Mamy wierzyć że 2 plemiona które dotrwały do tego etapu, finalnie zasługiwały na 1 miejsce u sojuszników. Rozumiem, że choć mało ambitny mieli front, to przez 4 miesiące nikt tam nie grał tylko Wasi gracze siedzieli na zastach? Czy to cyaaa na 50 vpnów grał?
Możecie wierzyć w co chcecie, jak wyglądała sytuacja danego plemienia wiedzą radni danego plemienia. Nie będę się bawić w kalkulacje, ani teraz szukał co i jak. Zostało wykonane to co zostało ustalone. Więc w praktyce nikt nikogo nie wydymał, bo zdecydowana większość nie ma nawet ku temu podstaw, aby tak myśleć. Bo na siłę, dla poprawności politycznej miejsc nie dawaliśmy i wyjaśnialiśmy to sojusznikom.
Jak dla mnie to po prostu MS się pokapowało jacy jesteście i pokończyli bo mieli już spalone dyplo u nas i AK. Nie mieli innej opcji jak kończyć lub oddawać wam wioski. Chyba nie powiesz, że MS było przez was uczciwie traktowane?
Temat RA też dla mnie dziwny. Wszyscy skończyli tylko cya grał. xDDD
Po prostu Horwax się poczuł wyrollowany. Najpierw na nas nasrał i napluł wchodząc w cztery litery AK, później się okazało, że AK nie ma takich możliwości jakie by mogli mieć to wrócił do nas. A finalnie okazało się, że jego ego wygrało że wszystkimi. MS dostało to co chciało, więc nie mam sobie z nimi nic do zarzucenia. Jak chcieli to braliśmy zasty - potem dostali zakaz oddawania mam zastow. Deffowek nie chcieli, frontu oddać nie chcieli, przyjęcia części graczy do nas też nie chcieli. Nie to nie, bez łaski.
Bo widzisz my mamy wywalone w los piesków z RA czy MS po prostu tak na głos sobie komentujemy. Nic nam do waszych ustaleń czy tego, że ich wyruchaliście. Po prostu stwierdzamy fakty. Było sobie RA i MS sojusznicy Witam. Doszło do wyłonienia finałowych składów i te dwa plemiona znikły został 1 gracz. Pytanie za 5pkt gdzie pozostali gracze gdzie RA i MS?
Kto tam grał? Czy Kmic nie powinien zareagować? Plemię widmo w którym gra ponoć tylko 1 gracz w etapie półfinałów. Jak to możliwe? VPN, boty? Istnieje jakieś inne wytłumaczenie?

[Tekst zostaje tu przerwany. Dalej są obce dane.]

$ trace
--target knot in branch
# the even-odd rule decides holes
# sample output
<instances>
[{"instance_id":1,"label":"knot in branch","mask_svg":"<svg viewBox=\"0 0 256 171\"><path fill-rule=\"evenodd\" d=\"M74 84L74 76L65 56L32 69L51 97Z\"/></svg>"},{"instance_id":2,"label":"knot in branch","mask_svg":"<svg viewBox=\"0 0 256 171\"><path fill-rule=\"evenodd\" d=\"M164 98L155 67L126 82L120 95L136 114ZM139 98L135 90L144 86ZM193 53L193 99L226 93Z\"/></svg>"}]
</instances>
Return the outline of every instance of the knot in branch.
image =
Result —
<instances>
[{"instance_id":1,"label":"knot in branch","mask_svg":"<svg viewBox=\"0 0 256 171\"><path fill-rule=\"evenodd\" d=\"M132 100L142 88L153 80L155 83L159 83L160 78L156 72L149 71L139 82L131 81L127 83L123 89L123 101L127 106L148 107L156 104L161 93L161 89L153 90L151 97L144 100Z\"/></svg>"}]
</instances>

Zdecydowana większość tych, którzy mogli być brani pod uwagę do końcowych składów z RA dostała informacje jak sprawa wygląda. Cześć sama zrezygnowała, cześć się zgodziła grać w w2, część wbija na coopa. Jedyne co to tylko Kotek z RA może się czuć pokrzywdzony. A MS no to cóż, ich wódz zdecydował się kosę wbić ostatniego dnia. Rozmowy i ustalenia trwały, ale no zaczynać wszystko od nowa 119 dnia już trochę jest późno.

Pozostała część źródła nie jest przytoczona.